Mobile security for Treos
Trust Digital, a provider of enterprise mobile security software solutions for the Federal market, will provide a demonstration of its policy-based endpoint security and compliance solution for PDAs and smartphones at FOSE 2006. Presenting in tandem with Palm, the Company will showcase its on-device security support for the Treo 650 and the Treo 700, the new Windows Mobile 5-based device by Palm. -- Posted Tuesday, March 7, 2006 by chb

Cool gadget: AddLogix wireless video adapter
EchoView is a compact wireless 802.11 b/g device that connects to a projector or video display’s VGA or DVI port and enables a computer to send video to a projector or video display wirelessly without any cable. The adapter allows the user to place the computer and video projector anywhere in the room without being constrained by the cable length from the computer to the projector. -- Posted Tuesday, March 7, 2006 by chb

Palm statement on the RIM settlement
Palm's statement on the RIM settlement: "We have long believed that a settlement between these parties would be the eventual outcome. We have remained focused on competing in the market by delivering choice to our customers based upon open, standards-based products that win in the marketplace. Palm's partnerships with Good Technology and Microsoft are attracting a growing number of customers. In the United States, we are gaining share of the smartphone market faster than any other supplier, including RIM. We think our momentum will continue as more and more companies understand and deploy our solutions." -- Posted Monday, March 6, 2006 by chb

Transverse Networks CallConnect now compatible with RIM, Treo
Traverse Networks, an innovator of mobility solutions for enterprise voice systems, announced that its CallConnect with Visual Voicemail software is now compatible with the RIM BlackBerry and Palm-based Treo handheld mobile devices. BlackBerry compatibility includes the 7100g, 7290, 8700c, 7520, 7100i, 7105t, 7100t, 7130e, 7750 from four wireless carriers, Cingular, Sprint/Nextel, T-Mobile and Verizon.
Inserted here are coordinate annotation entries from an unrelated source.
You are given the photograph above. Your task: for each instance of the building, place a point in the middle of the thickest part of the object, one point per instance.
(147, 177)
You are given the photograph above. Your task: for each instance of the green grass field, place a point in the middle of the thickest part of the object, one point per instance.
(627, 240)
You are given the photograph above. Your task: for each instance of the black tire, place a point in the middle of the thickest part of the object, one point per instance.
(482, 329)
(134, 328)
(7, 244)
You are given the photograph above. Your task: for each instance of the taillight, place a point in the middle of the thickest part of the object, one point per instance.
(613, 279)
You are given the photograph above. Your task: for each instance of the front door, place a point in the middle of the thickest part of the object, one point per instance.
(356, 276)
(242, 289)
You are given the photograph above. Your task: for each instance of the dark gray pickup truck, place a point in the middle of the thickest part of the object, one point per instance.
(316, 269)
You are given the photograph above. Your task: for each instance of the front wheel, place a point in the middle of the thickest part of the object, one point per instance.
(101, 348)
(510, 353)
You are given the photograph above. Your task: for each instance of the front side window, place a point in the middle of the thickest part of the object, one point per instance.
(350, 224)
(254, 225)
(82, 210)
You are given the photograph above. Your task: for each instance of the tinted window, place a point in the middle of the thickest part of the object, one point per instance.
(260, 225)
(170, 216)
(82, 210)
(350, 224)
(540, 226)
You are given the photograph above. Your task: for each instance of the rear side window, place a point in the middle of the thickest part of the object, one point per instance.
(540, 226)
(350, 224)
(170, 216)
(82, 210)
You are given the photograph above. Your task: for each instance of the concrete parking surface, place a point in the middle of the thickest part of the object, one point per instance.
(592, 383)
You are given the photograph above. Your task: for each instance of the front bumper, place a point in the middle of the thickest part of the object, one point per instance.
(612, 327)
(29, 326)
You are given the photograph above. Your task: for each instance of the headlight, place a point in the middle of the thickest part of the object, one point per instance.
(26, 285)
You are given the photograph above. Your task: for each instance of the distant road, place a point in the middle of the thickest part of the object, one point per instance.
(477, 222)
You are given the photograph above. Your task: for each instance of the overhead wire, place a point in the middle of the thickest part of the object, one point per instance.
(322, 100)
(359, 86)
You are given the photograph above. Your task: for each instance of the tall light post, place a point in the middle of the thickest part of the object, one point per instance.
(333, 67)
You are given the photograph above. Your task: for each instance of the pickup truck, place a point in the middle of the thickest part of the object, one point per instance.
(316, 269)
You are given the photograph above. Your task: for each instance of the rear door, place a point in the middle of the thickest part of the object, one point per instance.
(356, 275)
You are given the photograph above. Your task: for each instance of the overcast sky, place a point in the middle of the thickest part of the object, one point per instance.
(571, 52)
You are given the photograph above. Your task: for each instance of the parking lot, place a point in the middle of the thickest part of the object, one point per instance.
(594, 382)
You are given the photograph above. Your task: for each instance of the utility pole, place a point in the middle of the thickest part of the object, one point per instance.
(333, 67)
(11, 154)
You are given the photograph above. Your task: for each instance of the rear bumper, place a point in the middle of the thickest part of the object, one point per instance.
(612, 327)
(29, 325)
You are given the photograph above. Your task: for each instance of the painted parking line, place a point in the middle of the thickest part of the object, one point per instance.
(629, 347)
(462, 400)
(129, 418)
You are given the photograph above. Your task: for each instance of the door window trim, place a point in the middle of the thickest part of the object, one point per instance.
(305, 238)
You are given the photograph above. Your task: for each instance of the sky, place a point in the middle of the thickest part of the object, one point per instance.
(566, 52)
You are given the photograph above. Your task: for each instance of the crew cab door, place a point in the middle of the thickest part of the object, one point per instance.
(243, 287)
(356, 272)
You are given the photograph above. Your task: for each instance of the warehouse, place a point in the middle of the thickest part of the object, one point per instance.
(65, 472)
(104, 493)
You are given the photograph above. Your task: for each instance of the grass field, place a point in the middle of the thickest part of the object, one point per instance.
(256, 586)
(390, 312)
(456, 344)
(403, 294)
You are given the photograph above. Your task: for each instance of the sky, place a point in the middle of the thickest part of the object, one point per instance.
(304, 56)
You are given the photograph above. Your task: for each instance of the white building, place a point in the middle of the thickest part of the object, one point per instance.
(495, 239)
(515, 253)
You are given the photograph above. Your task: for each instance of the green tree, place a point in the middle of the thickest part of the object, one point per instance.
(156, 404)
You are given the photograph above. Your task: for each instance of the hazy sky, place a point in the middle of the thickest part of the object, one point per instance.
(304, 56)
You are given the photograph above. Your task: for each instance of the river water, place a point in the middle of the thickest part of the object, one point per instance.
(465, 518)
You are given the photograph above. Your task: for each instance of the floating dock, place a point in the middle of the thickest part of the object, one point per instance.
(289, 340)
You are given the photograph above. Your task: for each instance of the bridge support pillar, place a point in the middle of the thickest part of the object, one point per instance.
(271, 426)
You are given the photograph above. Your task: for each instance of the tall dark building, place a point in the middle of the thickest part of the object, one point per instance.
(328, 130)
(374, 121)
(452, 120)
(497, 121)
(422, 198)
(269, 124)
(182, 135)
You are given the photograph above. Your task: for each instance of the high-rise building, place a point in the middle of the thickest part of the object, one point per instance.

Treo compatibility includes models 600 and 650 from three wireless carriers, Cingular, Sprint/Nextel and Verizon. -- Posted Monday, March 6, 2006 by chb

CREDANT mobile data protection "follows the data"
CREDANT Technologies, a provider of mobile data protection solutions, announced version 5.1 of its flagship product, CREDANT Mobile Guardian Enterprise Edition that extends policy-driven security management and controls across the entire mobile data lifecycle and introduces support for Collaborative Mobile Data Security -- an enterprise-hosted model that allows organizations to control security policies for data on mobile devices owned by business affiliates. -- Posted Monday, March 6, 2006 by chb

Greed wins. NTP gets $612 million.
BlackBerry maker Research in Motion has agreed to pay $612.5 million to patent holding company NTP to settle a long-running dispute that had threatened to shut down the BlackBerry wireless email service for millions of users. The agreement came as the patent office had just issued its second final rejection on NTP's patents, leaving one to wonder why RIM caved in and thus undoubtedly encouraged other "patent holding companies" to try to cash in big and hindering progress without doing any actual work. -- Posted Friday, March 3, 2006 by chb

Psion Teklogix launches multimodal communication for its devices
Mobile computing, imaging and RFID specialists Psion Teklogix launched PTX Connect that brings Push To Talk (PTT), VoIP, instant messaging, text messaging and voice mail to its WORKABOUT PRO family of mobile computers. This will enable mobile workers to communicate in real-time, sharing information cost effectively, while improving workflow across the enterprise. Additionally, PTX Connect coupled with a 2-D imager in a mobile device allows workers to take pictures, add comments to them on screen, and transmit the final images including notations over a wireless network.